When we first got our patio installed, the surrounding ground looked like this (right). That ragged slope is formed from several blocks of sod that we dug out of the area where the patio now is, which we stacked up around the edge to build up the ground to the required height. They're stacked about three high closest to the near corner of the patio, then the stack drops off gradually in all directions. This helped make the overall slope of the yard near the patio a bit less precipitous, but it was still rather uneven and tricky to walk on.
As of last weekend, however, it looks like this (left). Basically, we just scooped up dirt from the big pile we had left over from the excavation stage, dumped it over the terraformed areas, spread it out, and stomped on it until we had a relatively smooth slope. With the new dirt layered over the old turf blocks, the slope is now less steep and more even than it was before—but unfortunately, the bare dirt doesn't make a terribly stable surface. Eventually, we'll seed it over with grass (ideally a variety that can compete well with our stubborn lawn weeds), but according to the lady in the garden department at Home Depot, we'll need to wait until fall, because grass doesn't germinate well in hot weather.

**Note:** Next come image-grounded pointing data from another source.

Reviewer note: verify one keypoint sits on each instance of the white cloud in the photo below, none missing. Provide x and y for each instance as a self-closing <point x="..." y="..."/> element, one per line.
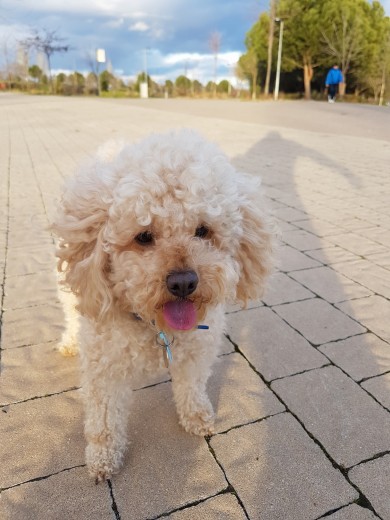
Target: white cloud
<point x="115" y="23"/>
<point x="139" y="26"/>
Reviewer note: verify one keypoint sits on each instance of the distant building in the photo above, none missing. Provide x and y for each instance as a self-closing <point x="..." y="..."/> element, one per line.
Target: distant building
<point x="22" y="57"/>
<point x="43" y="63"/>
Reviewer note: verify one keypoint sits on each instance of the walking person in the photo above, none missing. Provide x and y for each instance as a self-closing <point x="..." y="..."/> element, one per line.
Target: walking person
<point x="333" y="79"/>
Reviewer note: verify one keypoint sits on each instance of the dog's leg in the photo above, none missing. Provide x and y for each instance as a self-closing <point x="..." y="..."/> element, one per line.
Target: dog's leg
<point x="107" y="401"/>
<point x="189" y="378"/>
<point x="68" y="346"/>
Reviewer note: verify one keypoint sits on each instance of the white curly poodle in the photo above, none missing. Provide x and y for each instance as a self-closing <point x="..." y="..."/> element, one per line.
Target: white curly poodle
<point x="155" y="238"/>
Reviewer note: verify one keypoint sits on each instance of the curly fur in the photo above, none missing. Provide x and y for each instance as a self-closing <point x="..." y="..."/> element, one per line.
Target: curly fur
<point x="168" y="185"/>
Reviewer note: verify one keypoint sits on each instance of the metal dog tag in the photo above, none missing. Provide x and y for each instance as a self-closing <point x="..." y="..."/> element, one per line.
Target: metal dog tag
<point x="163" y="341"/>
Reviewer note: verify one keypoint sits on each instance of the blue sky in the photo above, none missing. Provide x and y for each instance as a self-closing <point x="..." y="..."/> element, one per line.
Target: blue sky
<point x="175" y="32"/>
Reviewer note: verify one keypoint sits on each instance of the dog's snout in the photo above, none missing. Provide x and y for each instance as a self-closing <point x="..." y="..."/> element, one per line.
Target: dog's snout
<point x="182" y="283"/>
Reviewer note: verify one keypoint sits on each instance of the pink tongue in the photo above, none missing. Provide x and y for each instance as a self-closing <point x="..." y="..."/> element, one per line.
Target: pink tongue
<point x="180" y="314"/>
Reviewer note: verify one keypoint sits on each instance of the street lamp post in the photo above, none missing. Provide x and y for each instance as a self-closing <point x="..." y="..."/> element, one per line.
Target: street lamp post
<point x="100" y="58"/>
<point x="277" y="80"/>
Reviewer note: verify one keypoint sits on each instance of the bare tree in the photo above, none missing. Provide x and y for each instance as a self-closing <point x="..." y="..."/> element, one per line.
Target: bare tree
<point x="48" y="42"/>
<point x="215" y="44"/>
<point x="272" y="12"/>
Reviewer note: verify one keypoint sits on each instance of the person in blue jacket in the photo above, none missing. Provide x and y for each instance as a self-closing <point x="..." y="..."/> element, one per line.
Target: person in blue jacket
<point x="333" y="79"/>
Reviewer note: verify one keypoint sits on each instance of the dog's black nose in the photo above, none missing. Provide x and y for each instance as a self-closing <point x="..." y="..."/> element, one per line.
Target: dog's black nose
<point x="182" y="283"/>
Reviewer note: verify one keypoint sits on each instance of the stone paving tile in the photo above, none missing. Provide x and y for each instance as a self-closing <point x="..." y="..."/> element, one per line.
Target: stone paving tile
<point x="222" y="507"/>
<point x="32" y="325"/>
<point x="372" y="312"/>
<point x="356" y="244"/>
<point x="279" y="472"/>
<point x="352" y="512"/>
<point x="281" y="289"/>
<point x="330" y="285"/>
<point x="48" y="372"/>
<point x="289" y="259"/>
<point x="333" y="408"/>
<point x="373" y="478"/>
<point x="69" y="495"/>
<point x="318" y="321"/>
<point x="32" y="289"/>
<point x="379" y="387"/>
<point x="289" y="214"/>
<point x="274" y="348"/>
<point x="366" y="273"/>
<point x="236" y="403"/>
<point x="227" y="347"/>
<point x="360" y="356"/>
<point x="302" y="240"/>
<point x="43" y="437"/>
<point x="37" y="259"/>
<point x="166" y="467"/>
<point x="380" y="259"/>
<point x="377" y="234"/>
<point x="318" y="227"/>
<point x="332" y="255"/>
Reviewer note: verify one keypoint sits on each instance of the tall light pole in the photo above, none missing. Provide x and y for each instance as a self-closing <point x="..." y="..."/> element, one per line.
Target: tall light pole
<point x="277" y="80"/>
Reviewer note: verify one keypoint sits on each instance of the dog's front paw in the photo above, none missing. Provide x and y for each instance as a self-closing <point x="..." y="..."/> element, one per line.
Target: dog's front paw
<point x="200" y="422"/>
<point x="68" y="348"/>
<point x="102" y="462"/>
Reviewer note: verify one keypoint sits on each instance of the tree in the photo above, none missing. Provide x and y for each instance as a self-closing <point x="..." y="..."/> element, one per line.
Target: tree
<point x="35" y="72"/>
<point x="373" y="68"/>
<point x="302" y="46"/>
<point x="223" y="87"/>
<point x="253" y="63"/>
<point x="247" y="68"/>
<point x="272" y="11"/>
<point x="168" y="87"/>
<point x="345" y="31"/>
<point x="47" y="42"/>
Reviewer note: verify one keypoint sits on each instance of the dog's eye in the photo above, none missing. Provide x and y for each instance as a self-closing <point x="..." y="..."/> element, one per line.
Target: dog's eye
<point x="202" y="231"/>
<point x="144" y="238"/>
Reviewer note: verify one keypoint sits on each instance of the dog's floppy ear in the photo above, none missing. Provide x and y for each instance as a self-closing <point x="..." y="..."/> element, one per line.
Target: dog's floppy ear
<point x="254" y="253"/>
<point x="80" y="226"/>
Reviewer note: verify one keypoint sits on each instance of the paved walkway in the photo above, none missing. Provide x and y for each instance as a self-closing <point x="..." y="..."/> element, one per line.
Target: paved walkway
<point x="303" y="388"/>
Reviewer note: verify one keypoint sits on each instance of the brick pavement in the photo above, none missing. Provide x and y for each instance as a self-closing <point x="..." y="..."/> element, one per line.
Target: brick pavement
<point x="302" y="388"/>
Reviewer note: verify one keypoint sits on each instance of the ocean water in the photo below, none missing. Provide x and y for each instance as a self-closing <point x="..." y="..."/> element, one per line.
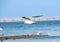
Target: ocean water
<point x="52" y="28"/>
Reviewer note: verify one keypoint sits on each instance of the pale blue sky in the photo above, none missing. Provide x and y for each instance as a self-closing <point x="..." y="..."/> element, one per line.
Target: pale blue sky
<point x="19" y="8"/>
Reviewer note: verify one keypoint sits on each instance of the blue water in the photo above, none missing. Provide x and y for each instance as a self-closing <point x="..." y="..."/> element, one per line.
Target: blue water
<point x="18" y="28"/>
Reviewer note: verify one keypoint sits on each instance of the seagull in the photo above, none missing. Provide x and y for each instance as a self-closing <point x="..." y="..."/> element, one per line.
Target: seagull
<point x="28" y="20"/>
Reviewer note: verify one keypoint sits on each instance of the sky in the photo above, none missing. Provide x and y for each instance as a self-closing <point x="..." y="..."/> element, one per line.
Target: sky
<point x="19" y="8"/>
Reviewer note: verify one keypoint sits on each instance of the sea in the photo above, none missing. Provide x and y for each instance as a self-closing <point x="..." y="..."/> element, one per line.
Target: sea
<point x="52" y="28"/>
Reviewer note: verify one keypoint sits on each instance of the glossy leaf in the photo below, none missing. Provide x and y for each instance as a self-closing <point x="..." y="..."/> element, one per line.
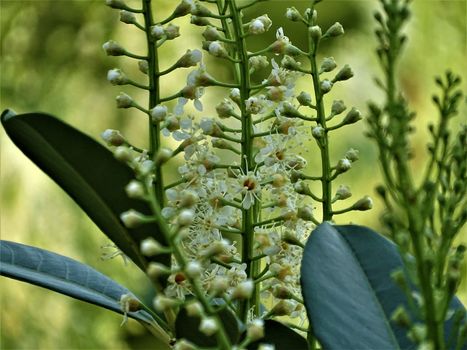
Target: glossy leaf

So while we wait for planting time, we'll probably have to go through several rounds of building up and tamping down the slope to get it nice and firm. Fortunately, we've still got plenty of dirt left to work with. Unfortunately, there's no way this slope is going to use up all of it, even after multiple rounds of adding a little more each time. I guess we'll end up pushing the rest of it up onto the hill behind it, to hide itself among the weeds and forsythias. By the time we get around to replacing those weeds and forsythias with something else (which will probably be our next big landscaping project), the extra dirt should be fully integrated into the hillside.
Too bad we can't make the remaining concrete chunks disappear into the landscape just as easily.